US 12,267,368 B1
Real-time cloud based multi-dimensional user entitlement system
Boris Goberman, Fair Lawn, NJ (US); Prashant Suri, Brossard (CA); Nandhakumar Chellamuthu, Montreal (CA); James McGuire, New York, NY (US); and Robert Gordonoff, Edgewater, NJ (US)
Assigned to Morgan Stanley Services Group Inc., New York, NY (US)
Filed by Morgan Stanley Services Group Inc., New York, NY (US)
Filed on Sep. 21, 2023, as Appl. No. 18/471,415.

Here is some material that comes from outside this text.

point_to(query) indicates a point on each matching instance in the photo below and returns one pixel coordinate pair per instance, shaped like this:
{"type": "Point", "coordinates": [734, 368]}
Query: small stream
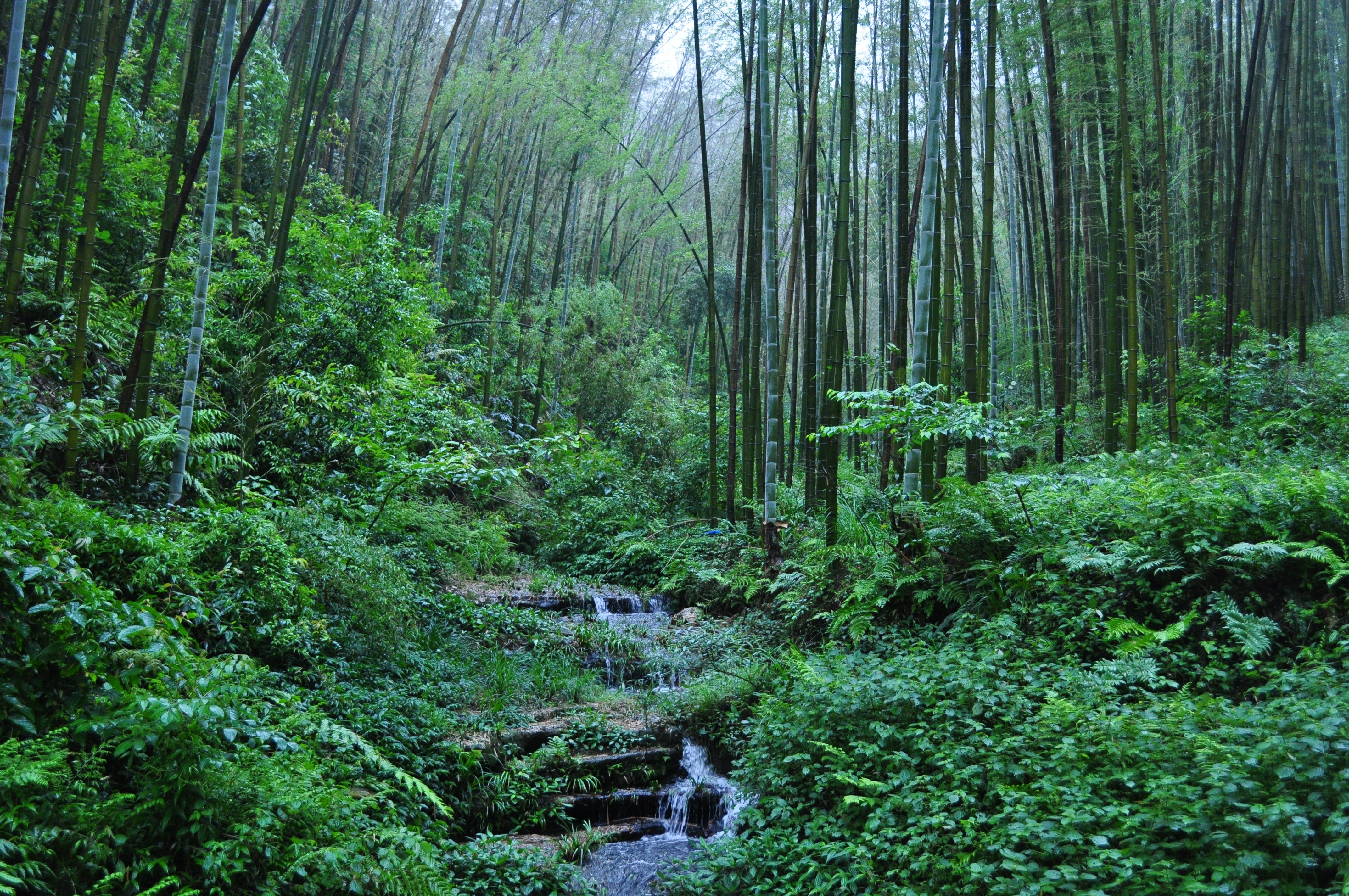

Int. Cl. H04L 9/40 (2022.01)
CPC H04L 63/20 (2013.01) [H04L 63/104 (2013.01); H04L 63/105 (2013.01)] 16 Claims
OG exemplary drawing
 
1. A streamlined user entitlement creation, revocation and implementation system, the system comprising:
a local network comprising:
an entitlement creation application server for creating user entitlements for users in an enterprise based on user entitlement creation requests received by the entitlement creation application server, wherein the user entitlements comprise a plurality of multi-dimensional user entitlements, wherein each multi-dimensional user entitlement comprises, for a user, a resource interaction permission control based on at least both an enterprise role for the user in the enterprise and a dimensional coverage for the user;
a local network entitlement database system for storing the user entitlements created by the entitlement creation application server;
a local network Run-Time Access Control (RTAC) server for resolving local network entitlement queries from local network applications on the local network, wherein the local network RTAC server is for resolving the local network entitlement queries based on the user entitlements stored in the local network entitlement database system; and
a local network run time store (RTS) data store for storing user entitlement updates, wherein the user entitlement updates comprise updates to existing user entitlements and new user entitlements;
a cloud network in data communication with the local network, the cloud network comprising:
a cloud network database for storing the user entitlements based on the user entitlement updates received from the local network RTS data store; and
a cloud network RTAC server, coupled to the cloud network database, the cloud network RTAC server configured to:
receive a cloud network entitlement query from a cloud application in data communication with the cloud network, wherein the cloud network entitlement query comprises a query from the cloud application as to whether a user has permission to perform a function with respect to the cloud application;
based on the cloud network entitlement query, query the cloud network database for user entitlement for the user; and
resolve, based on the query to the cloud network database, an entitlement outcome for the user for the cloud application, wherein the entitlement outcome comprises a response to the cloud network entitlement query enforceable by the cloud application.